Grande mérito (entre vários) neste trabalho de Scarpa é tornar seu filme acessível também para uma platéia não-íntima dos meandros na confecção de um filme. Diálogo com o público recifense foi perfeito.

“Café com Leite”, do paulista Daniel Ribeiro, já começa com dois homens na cama. Perfeito como o anúncio de que a questão problemática aqui não será a do homossexualismo. Será sim a de uma mudança na vida de dois irmãos por conta da ausência dos pais. Em entrevista, Ribeiro disse que espera que daqui a 20 anos essa questão gay do filme seja visto como boba e que, exatamente pelo foco não ser gay, ele nem tem sido convidado para festivais do gênero.

LONGAS – O filme “O Retorno”, do veterano Rodolfo Nanni, 83 anos, provocou controvérsias no Cine-PE. Durante entrevista coletiva na manhã de hoje, um jornalista colocou para o realizador o problema de seu documentário vir com alguns conflitos no discurso. Isso porque Nanni anuncia, logo na abertura, a imobilidade social e política no sertão e agreste nordestino, ao mesmo tempo em que, ao longo do filme, vão sendo apresentados, pelos próprios personagens, algumas evoluções naturais dentro do período de 50 anos.

Esse espaço temporal foi delimitado pelo Nanni a partir de seu filme “O Drama das Secas” rodado em 1958, do qual ele aproveita trechos para pontuar a narrativa da nova obra. O projeto original vislumbrava a participação de outros cineastas famosos no mundo, que teria gente, por exemplo, como Roberto Rosselini, que veio ao Recife na década de 1950, e sendo o Nanni o cineasta brasileiro a participar do projeto, convidado pelo humanista Josué de Castro, a quem conheceu no Festival de Veneza de 1953, quando viajou com seu filme “O Saci” – o primeiro longa-metragem brasileiro direcionado às crianças.

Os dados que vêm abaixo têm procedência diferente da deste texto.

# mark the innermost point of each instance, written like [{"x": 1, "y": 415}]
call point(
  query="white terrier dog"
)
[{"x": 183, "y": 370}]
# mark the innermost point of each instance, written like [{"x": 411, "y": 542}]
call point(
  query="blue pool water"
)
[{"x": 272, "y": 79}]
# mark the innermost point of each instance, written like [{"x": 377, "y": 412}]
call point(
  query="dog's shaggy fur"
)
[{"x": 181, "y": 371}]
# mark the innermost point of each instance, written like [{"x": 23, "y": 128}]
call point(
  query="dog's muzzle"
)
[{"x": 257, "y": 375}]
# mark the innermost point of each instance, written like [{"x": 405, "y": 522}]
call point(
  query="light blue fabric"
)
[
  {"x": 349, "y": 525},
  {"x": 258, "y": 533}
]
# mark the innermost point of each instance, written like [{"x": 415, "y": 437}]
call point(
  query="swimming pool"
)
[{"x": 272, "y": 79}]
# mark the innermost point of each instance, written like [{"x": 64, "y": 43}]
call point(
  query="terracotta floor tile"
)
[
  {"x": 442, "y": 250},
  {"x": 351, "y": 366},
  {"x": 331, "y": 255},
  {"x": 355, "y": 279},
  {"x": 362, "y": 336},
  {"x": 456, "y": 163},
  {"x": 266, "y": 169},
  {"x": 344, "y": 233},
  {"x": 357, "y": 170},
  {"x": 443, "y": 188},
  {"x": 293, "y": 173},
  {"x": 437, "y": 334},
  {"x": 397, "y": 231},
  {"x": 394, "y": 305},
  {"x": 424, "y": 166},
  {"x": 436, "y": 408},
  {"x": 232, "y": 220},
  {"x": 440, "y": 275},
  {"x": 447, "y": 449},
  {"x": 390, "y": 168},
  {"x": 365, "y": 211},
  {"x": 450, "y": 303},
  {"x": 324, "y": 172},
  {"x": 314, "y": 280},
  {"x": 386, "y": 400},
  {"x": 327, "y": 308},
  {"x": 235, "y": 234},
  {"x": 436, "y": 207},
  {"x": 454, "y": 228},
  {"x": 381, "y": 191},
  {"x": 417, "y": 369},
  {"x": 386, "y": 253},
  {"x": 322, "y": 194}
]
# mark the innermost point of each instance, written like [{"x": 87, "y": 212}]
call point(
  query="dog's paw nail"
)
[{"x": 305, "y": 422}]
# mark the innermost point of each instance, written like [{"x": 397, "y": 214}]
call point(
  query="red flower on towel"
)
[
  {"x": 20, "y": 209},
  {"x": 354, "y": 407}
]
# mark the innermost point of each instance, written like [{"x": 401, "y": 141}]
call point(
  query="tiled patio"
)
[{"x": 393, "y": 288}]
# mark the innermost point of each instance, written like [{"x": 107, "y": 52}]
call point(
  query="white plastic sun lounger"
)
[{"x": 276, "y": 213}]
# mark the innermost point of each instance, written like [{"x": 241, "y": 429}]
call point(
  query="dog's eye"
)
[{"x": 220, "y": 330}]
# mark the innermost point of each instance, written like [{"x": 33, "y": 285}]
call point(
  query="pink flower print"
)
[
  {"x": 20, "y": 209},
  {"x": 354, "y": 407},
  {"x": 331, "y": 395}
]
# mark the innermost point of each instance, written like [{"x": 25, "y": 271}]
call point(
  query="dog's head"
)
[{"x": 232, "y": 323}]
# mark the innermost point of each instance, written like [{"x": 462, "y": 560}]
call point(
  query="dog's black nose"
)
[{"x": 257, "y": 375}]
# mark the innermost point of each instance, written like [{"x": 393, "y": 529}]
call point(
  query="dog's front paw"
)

Independente de conflitos ou não no discurso de seu documentário, Nanni conseguiu com “O Retorno” jogar uma nova luz sobre o cansado tema ‘seca nordestina’. Luz, a propósito, captadas pelas lentes de Roberto Santos Filhos, o Tuta, também responsável pela fotografia de “Guia Sentimental…”, de Leo Falcão.

Há uma delicadeza autêntica do próprio cineasta que transparece nas entrevistas vistas no filme. Num tom quase fraternal, Nanni conversa com seus personagens que convida o espectador a não só se condoer com a miséria dos entrevistados, mas também a sorrir com a sua simpatia, simplicidade e crença na vida.

Um foco de atenção está na trilha sonora trabalhada por Ana Maria Kieffer, cantora lírica respeitada e esposa de Nanni, que fez uma composição calcada em melodias que remetem antigas, de origem ibérica, em comunhão com cantigas nordestinas como a cantiga da Fonte do Salguerinho ou a da Senhora de Santana, além da cantiga de ninar. Esta última, disse Kieffer, “é quase como (uma trilha para) um batismo”. Cogitou-se em debate hoje pela manhã, em lançar a trilha antes do longa-metragem, contratado com a Pandora Filmes, do André Sturm, que também distribuirá “Ouro Negro” e “Simples Mortais”.

Por fim, “Nossa Vida Não Cabe num Opala”, de Reinado Pinheiro, também agradou o público do Cine-PE (nada difícil de fazer), e teve o foco da entrevista coletiva de hoje concentrado em cima da polêmica surgida pelo Mário Bortolotto, autor do texto original (uma peça teatral) e de um primeiro roteiro para o filme, adaptado posteriormente por Di Moretti.

Em linha gerais, Bortolotto diz no blog (http://atirenodramaturgo.zip.net) que o filme ficou bom graças aos cortes feito na edição, tirando o que há de pieguas no tratamento do Di Moretti. Na coletiva, Di foi cristalino ao dizer que nunca teve contato com o Bortolotto, embora isso pudesse ser construtivo para seu trabalho, assim como foi com a adaptação do “Latitude Zero”, de Tony Venturi.

Na verdade, Reinaldo Pinheiro intermediou tudo. “Tive de tomar o partido de dizer que o filme iria ser feito com um novo roteiro, senão a coisa não andava”, comentou. Já o Di Moretti lamentou a postura do Bortolotto lembrando que “o direito de não gostar do roteiro de um filme é de todos, mas não gostar de mim não seria correto, principalmente se a pessoa não me conhece”, encerrou.